New school, new responsibilities and a new level of academic discipline make the step up from middle school to high school a scary time. But Bonner Springs High School is hoping to alleviate some of that stress by creating a new program designed to assist the incoming freshman class.
“Most failure in high school happens the freshman year,” said BSHS assistant principal Joe Hornback. “If we can get the students on track early on, the rest of their high school should be successful.”
This year, incoming BSHS freshmen will be divided into two “tribes,” either the Shawnee or Delaware. Each tribe will have four assigned teachers, one from the English, science, math and social studies departments, as well as one assigned counselor and one assistant principal, either Hornback or Rick Moulin.
This task force of administration will work together to create an environment that best fits the needs of the students in each tribe. This will allow, Hornback said, for students to get more one-on-one attention, hopefully leading to a more successful high school career.
“We want to make the school fit the kid, not the kid fit into the school,” Hornback said.
Each tribe will have a designated section of the building where all their classrooms will be located. They will also meet for 50 minutes every Wednesday to ensure communication between the students and their administrative teams.
Hornback said high school will be the first time many of the students are held accountable for their grades. Students will be responsible for getting the credits they need to graduate, which he said can be overwhelming.

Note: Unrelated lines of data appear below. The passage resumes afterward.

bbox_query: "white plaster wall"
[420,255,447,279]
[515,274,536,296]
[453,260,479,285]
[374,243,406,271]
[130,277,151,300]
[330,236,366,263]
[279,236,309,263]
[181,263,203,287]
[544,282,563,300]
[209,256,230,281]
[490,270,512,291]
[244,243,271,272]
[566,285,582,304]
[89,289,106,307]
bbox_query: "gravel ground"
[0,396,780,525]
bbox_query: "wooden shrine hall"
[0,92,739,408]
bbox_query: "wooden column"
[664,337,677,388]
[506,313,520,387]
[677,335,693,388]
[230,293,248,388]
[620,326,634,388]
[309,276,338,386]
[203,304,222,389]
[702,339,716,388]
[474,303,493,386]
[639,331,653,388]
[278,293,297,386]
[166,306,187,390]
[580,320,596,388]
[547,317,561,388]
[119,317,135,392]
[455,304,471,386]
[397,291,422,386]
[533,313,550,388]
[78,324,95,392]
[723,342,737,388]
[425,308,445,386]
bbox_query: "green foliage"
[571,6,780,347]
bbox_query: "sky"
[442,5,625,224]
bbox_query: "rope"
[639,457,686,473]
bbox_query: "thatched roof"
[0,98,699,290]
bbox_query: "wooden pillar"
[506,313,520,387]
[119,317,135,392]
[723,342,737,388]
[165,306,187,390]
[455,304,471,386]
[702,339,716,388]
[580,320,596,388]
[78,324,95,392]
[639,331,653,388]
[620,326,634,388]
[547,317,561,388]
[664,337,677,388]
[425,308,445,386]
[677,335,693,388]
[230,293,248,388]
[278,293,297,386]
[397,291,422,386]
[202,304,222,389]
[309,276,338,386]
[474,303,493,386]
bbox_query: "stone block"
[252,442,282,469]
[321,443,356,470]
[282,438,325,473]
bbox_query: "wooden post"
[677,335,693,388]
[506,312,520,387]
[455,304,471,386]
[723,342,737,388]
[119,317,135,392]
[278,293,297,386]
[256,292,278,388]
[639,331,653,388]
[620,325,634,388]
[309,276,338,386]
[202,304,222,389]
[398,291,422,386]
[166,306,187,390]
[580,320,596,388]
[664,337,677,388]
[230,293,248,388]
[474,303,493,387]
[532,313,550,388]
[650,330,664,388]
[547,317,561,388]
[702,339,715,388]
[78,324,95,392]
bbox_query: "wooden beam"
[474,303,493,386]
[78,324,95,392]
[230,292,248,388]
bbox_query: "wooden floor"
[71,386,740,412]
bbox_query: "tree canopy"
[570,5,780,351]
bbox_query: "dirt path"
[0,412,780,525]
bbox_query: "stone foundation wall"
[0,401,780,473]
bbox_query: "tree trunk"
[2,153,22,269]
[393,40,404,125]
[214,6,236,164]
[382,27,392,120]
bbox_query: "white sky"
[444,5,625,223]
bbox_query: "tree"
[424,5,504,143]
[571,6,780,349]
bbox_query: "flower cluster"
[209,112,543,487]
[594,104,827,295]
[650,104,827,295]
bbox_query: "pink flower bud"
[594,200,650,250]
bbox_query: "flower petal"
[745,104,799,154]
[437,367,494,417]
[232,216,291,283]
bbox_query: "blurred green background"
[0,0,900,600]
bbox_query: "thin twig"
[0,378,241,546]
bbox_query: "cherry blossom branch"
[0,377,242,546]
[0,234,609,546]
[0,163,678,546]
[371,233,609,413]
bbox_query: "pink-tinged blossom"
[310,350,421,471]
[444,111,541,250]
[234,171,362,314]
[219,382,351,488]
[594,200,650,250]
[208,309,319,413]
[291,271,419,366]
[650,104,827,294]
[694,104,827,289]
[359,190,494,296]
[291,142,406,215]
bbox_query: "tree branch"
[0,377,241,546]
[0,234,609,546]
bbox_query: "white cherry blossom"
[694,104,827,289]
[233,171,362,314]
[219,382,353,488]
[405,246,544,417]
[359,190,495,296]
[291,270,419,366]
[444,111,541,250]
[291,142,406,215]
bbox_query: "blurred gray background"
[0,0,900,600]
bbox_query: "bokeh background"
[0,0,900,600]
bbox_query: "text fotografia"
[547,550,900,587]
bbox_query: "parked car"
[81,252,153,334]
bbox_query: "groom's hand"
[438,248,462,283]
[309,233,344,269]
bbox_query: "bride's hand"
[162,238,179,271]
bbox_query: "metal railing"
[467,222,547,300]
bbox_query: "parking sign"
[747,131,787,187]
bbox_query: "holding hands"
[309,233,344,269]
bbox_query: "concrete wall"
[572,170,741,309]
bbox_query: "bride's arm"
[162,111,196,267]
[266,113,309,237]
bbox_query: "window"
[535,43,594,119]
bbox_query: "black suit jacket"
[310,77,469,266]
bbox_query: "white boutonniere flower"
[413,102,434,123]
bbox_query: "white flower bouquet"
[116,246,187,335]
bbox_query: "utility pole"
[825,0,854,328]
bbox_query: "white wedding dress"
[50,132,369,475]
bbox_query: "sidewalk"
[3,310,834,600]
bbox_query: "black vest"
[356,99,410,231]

With 200 freshmen coming into BSHS this year, Hornback said each one needs something different to succeed.
The program, he said, will hopefully pinpoint those needs so teachers can make changes to ensure each student doesn’t feel like a “lone ranger” navigating high school alone.
“It’s a team approach to success,” Hornback said. “Anytime you have a transition to a new school, there is going to be adjustments.”
The program has been in the works for two years since a pilot program was started. At that point, 43 students were chosen and received special faculty attention their freshman year. BSHS principal Jerry Abbott said the pilot program went well, leading to this year’s expanded version.
In preparation, BSHS administrators looked at area schools such as Turner and Lansing with similar programs, as well as Hornback’s alma mater in Des Moines.
During a trip to Iowa, administrators from BSHS picked the brains of those from Roosevelt High School, which is in its ninth year of a freshman academy. Abbott said, following that experience, BSHS tailored its own program to best fit the school’s smaller size.
In addition to the academic success focus of the program, some leadership opportunities were added. Within each of the two tribes, students will be divided into four villages. Those villages will select two leaders who will have a say in tribe activities.
Abbott said as teachers take on the new school year, which started Tuesday, Aug. 18, excitement for the program was growing throughout the building.
“Parents should feel very good about the experience their children will have,” Abbott said. “Their freshman year will be a wonderful foundation for what’s to come.”